2. Increase your Retirement Plan Contributions

For the first time since 2018, the IRS provided an increase to allowed 401(k) and 403(b) contribution limits. For 2022, employees can contribute up to $20,500 ($27,000 for those 50-plus with the catch-up contribution). These limits do not include any employer or matching contributions. If cash flow does not allow for you to max-fund your retirement plan, we recommend increasing your contributions by 1-2 percent every year to help save more with less of an impact to your take-home pay.

3. Revisit or Create Your Estate Planning Documents

Estate planning is an often-ignored part of the financial planning process. However, we believe it to be the key foundation to any plan. These documents are not just for when one passes, however; documents such as power of attorney and health care directives are essential while you are alive. If you unfortunately pass away without a fully executed will (aka dying “intestate”), your assets may not pass down to loved ones as you would have desired. Additionally, if you have executed estate documents already, we recommend revisiting these documents every 3-5 years to make sure no changes or updates need to be made.

4. Insure Your Wealth

While we believe that life and disability income insurance policies are cornerstones to a successful financial plan, an often overlooked (and inexpensive) part of any insurance plan should include an umbrella policy. The umbrella policy protects you and your family from liability claims that would exceed standard coverage on your auto or home policies. Many auto and home policies max-out their liability coverages between $100,000-$300,000, depending on your policy. If you are sued for a $500,000 liability claim resulting from an auto accident, as an example, and your auto policy maxes out at $300,000 of liability coverage, you could be held personally liable for the additional $200,000 claim. Umbrella policies step in to provide additional insurance coverage over and above your standard liability coverages for relatively inexpensive premiums.

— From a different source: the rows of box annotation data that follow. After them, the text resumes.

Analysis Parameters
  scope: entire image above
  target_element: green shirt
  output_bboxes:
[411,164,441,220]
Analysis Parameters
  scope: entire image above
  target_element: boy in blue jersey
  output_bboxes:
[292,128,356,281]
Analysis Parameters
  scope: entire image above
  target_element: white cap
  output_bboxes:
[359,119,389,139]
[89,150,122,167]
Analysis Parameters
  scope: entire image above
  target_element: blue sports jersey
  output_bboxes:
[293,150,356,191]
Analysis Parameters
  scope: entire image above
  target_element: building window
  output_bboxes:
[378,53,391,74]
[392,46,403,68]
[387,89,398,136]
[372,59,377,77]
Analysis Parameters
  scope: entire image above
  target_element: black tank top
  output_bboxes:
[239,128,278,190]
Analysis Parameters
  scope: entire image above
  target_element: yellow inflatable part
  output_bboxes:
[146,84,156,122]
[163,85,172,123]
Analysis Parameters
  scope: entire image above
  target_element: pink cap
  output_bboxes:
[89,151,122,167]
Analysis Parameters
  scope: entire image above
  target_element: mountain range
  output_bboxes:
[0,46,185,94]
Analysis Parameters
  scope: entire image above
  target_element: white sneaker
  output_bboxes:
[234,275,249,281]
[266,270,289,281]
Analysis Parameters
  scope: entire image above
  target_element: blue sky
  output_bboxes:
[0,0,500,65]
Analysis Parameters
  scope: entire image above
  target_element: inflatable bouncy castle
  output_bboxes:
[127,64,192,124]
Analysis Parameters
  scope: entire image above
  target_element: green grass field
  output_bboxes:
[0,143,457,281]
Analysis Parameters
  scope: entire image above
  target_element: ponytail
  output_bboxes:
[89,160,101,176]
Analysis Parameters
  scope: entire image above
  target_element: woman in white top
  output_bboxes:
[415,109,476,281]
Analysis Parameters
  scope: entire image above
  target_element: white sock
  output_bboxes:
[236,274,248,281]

5. Explore a Home Equity Line of Credit (HELOC)

With the current real estate market increasing home values at a rapid pace, many individuals and families have substantial equity locked into their primary residence. A home equity line of credit (HELOC) is one way to tap into your home’s equity for a remodel, debt consolidation or purely to have on hand in the event of an emergency. Remember, this is a line of credit—not a loan—so you only pay for what you use. Plus, it’s a great way to build additional emergency reserves into your financial plan.